Navajo (Explanatory of frontispiece)
The black cross bars denote pine logs; the white lines the froth of the water; the yellow, vegetable debris gathered by the logs; the blue and red lines, sunbeams. The blue spot in the centre of the cross denotes water. There are four Hostjobokon, with their wives, the Hostjoboard. Each couple sits upon one of the cross arms of the logs. The gods carry in their right hands a rattle, and in their left sprigs of pinon; the goddesses carry pinon sprigs in both hands.
Hasjelti is to the east of the painting. He carries a squirrel skin filled with tobacco. His shirt is white cotton and very elastic. The leggings are of white deerskin, fringed, and his head is ornamented with an eagle's tail; at the tip of each plume there is a fluffy feather from the breast of the eagle. The projection on the right of the throat is a fox skin.
Hostjoghon is at the west. His shirt is invisible, the dark being the dark of the body. His staff is colored black from a charred plant. Two strips of beaver skin tipped with six quills of the porcupine are attached to the right of the throat. The four colored stars on the body are bead ornaments. The top of the staff is ornamented with a turkey's tail. Eagle and turkey plumes are alternately attached to the staff.

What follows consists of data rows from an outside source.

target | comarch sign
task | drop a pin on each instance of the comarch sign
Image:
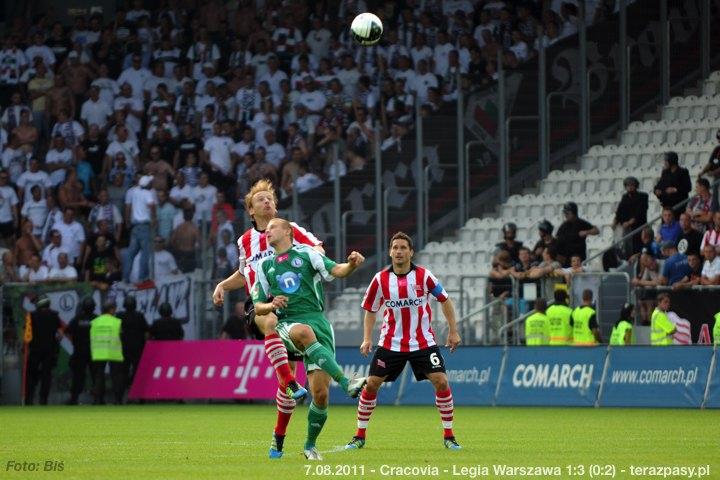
(551, 376)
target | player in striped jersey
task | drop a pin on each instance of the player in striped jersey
(406, 335)
(260, 203)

The Naaskiddi are north and south of the painting. They carry staffs of lightning ornamented with eagle plumes and sunbeams. Their bodies are nude except the loin skirt. The hunch upon the back is a black cloud and the three groups of white lines indicate corn and other seeds. Five eagle plumes are attached to the cloud-back, since eagles live among the clouds. The body is surrounded by sunlight. The lines of blue and red which border the cloud-back denote sunbeams penetrating storm clouds. The black circle zig-zagged with white around the head is a cloud basket filled with corn and seeds of grass. On each side of the head are five feathers of the red-shafted flicker.
The Rainbow goddess, upon which these gods often travel, partly encircles and completes the picture.
These sand pictures are drawn upon common yellow sand, brought in blankets and laid in squares about three inches thick and four feet in diameter. The colors used in decoration were yellow, red, and white, secured from sand stones, black from charcoal, and a grayish blue made from white sand and charcoal mixed with a very small quantity of yellow and red sands.
(From eighth annual report of the Bureau of Ethnology, abridged from description of James Stevenson.)